Kreis zahlt Fahrten weiter nicht

Bad Hersfeld. Das Urteil des Marburger Sozialgerichts von vergangener Woche, nach dem der Landkreis Marburg-Biedenkopf die Fahrtkosten von ärmeren Schülern auch nach Abschluss der Mittelstufe bezahlen muss, wird sich im Kreis Hersfeld-Rotenburg nicht auswirken. Das erklärte der Sprecher des Landrats, Michael Adam, auf Anfrage.

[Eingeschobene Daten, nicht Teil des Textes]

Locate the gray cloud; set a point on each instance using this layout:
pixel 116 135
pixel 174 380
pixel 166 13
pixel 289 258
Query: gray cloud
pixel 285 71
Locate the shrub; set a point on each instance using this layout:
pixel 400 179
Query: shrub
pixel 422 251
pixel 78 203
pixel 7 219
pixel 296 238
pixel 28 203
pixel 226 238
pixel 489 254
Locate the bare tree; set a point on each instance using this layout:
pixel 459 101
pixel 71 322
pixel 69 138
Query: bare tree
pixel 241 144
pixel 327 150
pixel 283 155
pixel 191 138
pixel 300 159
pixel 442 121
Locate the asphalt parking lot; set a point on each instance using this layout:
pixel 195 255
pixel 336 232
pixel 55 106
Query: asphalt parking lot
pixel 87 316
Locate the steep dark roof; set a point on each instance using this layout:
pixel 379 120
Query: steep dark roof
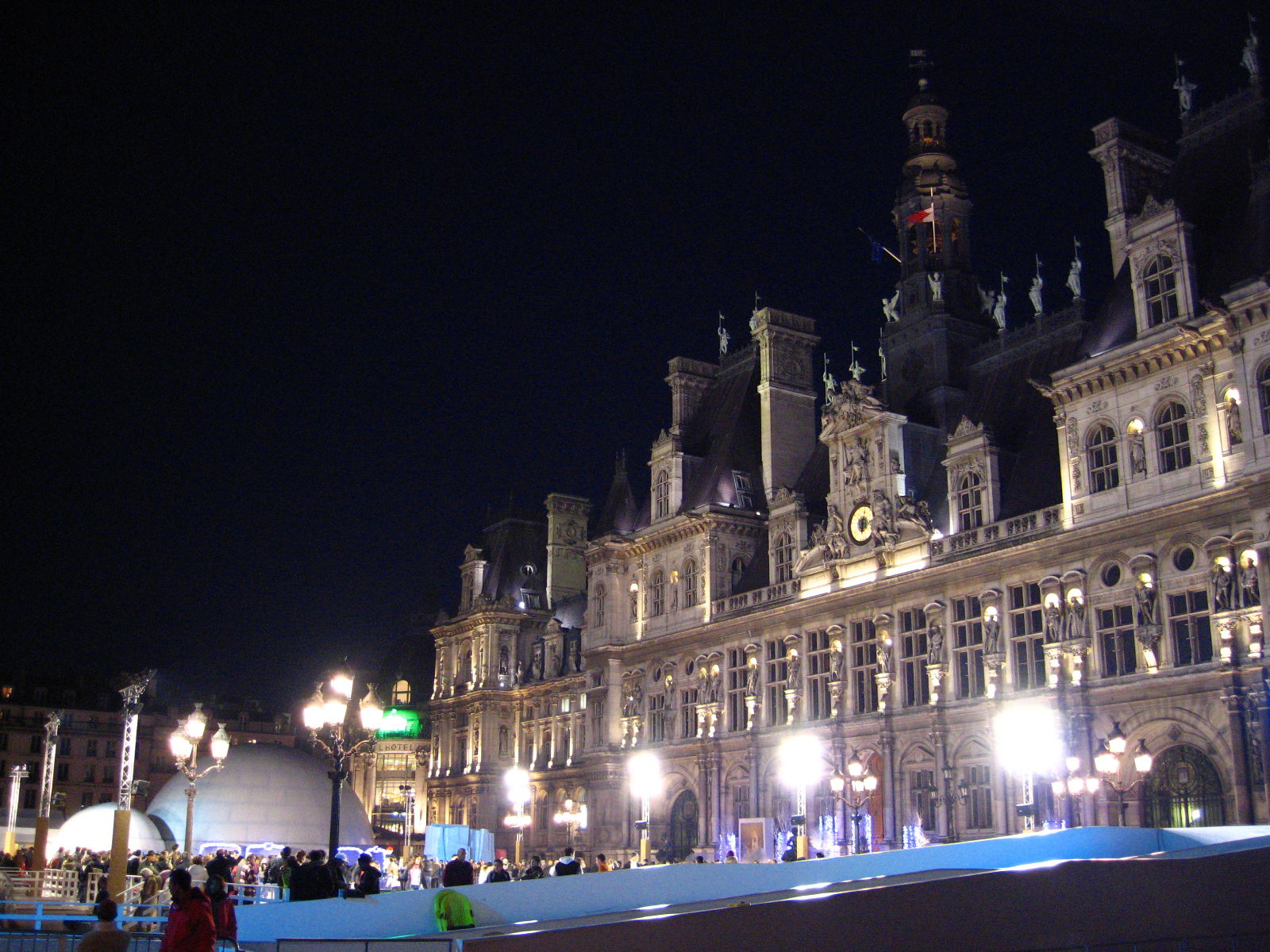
pixel 620 512
pixel 512 543
pixel 723 436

„Das Urteil gilt für diesen Einzelfall“, sagte Adam. Gegebenenfalls müsse jeder Einzelne klagen. Im Gesetz stehe eindeutig, dass die Fahrtkosten nur bis zum Ende der Sekundarstufe I gezahlt werden müssten. „Daran halten wir uns, und daran hat das Urteil nichts geändert.“

Natürlich gebe es auch im Kreishaus Diskussionen darüber, ob es nicht sinnvoller sei, Kindern, die abhängig von Sozialzuschüssen sind, bessere Bildungschancen zu ermöglichen, indem man die Fahrtkosten zahle. Aber: „Bei allem guten Willen – wir können es nicht“, erklärte Adam und verwies auf die Auflagen des Regierungspräsidenten. „Wenn wir zahlten, wäre das eine freiwillige Leistung. Und die bekämen wir aufgrund des defizitären Haushaltes nicht genehmigt.“

Der Kreisverband der Grünen empfiehlt dennoch allen betroffenen Familien, sich bei ihrer Forderung auf das Urteil zu beziehen. „Mit diesem Urteil im Hintergrund kann die Kostenübernahme nicht mehr verweigert werden“, glaubt Sprecherin Irmgard Winkelnkemper (Alheim). Die Grünen fordern in einem Antrag an die Landesregierung eine Gesetzesinitiative, mit der klargestellt werden soll, dass die Kosten für den Schulweg zu den Leistungen nach Sozialgesetzbuch II (Hartz-Regeln) gehören. Der Vorschlag entspreche der aktuellen Rechtsauffassung, bringe den betroffenen Familien Klarheit, sei sofort umsetzbar und verursache für Kommunen und Land keine zusätzlichen Kosten, zitiert Winkelnkemper den bildungspolitischen Sprecher der Grünen im Landtag, Mathias Wagner. (sis)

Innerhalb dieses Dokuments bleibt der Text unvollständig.